As you saw in the previous section, cookie data is simply name-value pairs stored on your hard disk by a Web site. That is all cookie data is. The Web site stores the data, and later it receives it back. A Web site can only receive the data it has stored on your machine. It cannot look at any other cookie, nor anything else on your machine.
The data moves in the following manner:
- If you type the URL of a Web site into your browser, your browser sends a request to the Web site for the page (see How Web Servers Work for a discussion). For example, if you type the URL http://www.amazon.com into your browser, your browser will contact Amazon's server and request its home page.
- When the browser does this, it will look on your machine for a cookie file that Amazon has set. If it finds an Amazon cookie file, your browser will send all of the name-value pairs in the file to Amazon's server along with the URL. If it finds no cookie file, it will send no cookie data.
- Amazon's Web server receives the cookie data and the request for a page. If name-value pairs are received, Amazon can use them.
- If no name-value pairs are received, Amazon knows that you have not visited before. The server creates a new ID for you in Amazon's database and then sends name-value pairs to your machine in the header for the Web page it sends. Your machine stores the name-value pairs on your hard disk.

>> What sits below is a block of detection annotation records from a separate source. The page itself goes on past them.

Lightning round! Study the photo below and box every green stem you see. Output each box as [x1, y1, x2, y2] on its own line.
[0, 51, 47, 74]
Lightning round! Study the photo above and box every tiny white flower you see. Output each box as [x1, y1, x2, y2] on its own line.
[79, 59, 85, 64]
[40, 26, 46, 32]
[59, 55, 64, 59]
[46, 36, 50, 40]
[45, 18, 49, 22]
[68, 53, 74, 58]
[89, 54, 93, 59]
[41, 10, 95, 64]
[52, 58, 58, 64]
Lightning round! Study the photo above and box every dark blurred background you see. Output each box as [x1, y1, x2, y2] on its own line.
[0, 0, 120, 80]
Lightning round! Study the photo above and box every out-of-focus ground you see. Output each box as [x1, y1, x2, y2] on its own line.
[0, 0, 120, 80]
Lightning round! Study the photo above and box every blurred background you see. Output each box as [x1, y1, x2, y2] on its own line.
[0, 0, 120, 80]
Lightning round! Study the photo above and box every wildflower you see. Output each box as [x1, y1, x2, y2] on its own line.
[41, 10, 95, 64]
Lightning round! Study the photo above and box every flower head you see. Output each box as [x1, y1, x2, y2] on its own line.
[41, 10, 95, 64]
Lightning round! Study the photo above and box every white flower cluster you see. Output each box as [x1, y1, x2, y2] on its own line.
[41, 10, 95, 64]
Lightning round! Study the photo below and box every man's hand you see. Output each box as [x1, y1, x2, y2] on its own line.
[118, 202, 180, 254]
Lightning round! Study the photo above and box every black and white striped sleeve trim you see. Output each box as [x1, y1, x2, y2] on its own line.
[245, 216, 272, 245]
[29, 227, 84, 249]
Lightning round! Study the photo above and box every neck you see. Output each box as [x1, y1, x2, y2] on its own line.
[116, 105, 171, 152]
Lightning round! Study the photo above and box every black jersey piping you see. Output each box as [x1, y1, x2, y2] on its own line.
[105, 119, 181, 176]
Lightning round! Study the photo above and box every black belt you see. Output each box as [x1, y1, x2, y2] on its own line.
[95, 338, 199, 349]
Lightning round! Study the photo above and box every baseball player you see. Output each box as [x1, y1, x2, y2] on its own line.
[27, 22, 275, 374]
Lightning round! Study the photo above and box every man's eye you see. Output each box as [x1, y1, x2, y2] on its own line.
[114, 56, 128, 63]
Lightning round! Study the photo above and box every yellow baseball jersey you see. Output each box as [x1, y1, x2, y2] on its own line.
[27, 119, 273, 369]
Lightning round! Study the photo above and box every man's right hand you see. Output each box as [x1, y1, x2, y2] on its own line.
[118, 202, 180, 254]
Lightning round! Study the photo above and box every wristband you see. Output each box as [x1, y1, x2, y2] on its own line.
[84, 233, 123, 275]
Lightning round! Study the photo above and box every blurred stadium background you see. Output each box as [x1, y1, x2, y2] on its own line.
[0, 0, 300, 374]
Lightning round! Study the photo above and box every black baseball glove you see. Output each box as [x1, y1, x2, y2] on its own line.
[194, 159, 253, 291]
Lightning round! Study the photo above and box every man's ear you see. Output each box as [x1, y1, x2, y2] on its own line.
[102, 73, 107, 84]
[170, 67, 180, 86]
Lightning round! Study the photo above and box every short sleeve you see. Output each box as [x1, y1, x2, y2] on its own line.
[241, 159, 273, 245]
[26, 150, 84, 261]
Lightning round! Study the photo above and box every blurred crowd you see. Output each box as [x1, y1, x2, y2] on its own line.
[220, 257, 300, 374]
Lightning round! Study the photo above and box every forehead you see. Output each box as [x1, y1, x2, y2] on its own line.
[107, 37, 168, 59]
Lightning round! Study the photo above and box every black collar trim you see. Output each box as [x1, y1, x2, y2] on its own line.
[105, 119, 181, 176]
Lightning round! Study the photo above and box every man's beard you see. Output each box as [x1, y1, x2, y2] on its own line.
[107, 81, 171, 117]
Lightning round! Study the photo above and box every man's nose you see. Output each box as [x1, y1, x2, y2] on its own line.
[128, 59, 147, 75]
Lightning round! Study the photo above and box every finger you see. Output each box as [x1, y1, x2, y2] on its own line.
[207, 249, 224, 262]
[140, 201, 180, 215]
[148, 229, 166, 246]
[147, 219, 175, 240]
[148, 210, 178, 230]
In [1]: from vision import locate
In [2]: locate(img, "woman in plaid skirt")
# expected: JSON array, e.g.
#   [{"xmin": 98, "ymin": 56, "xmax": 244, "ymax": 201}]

- The Web server can change name-value pairs or add new pairs whenever you visit the site and request a page.
There are other pieces of information that the server can send with the name-value pair. One of these is an expiration date. Another is a path (so that the site can associate different cookie values with different parts of the site).
You have control over this process. You can set an option in your browser so that the browser informs you every time a site sends name-value pairs to you. You can then accept or deny the values.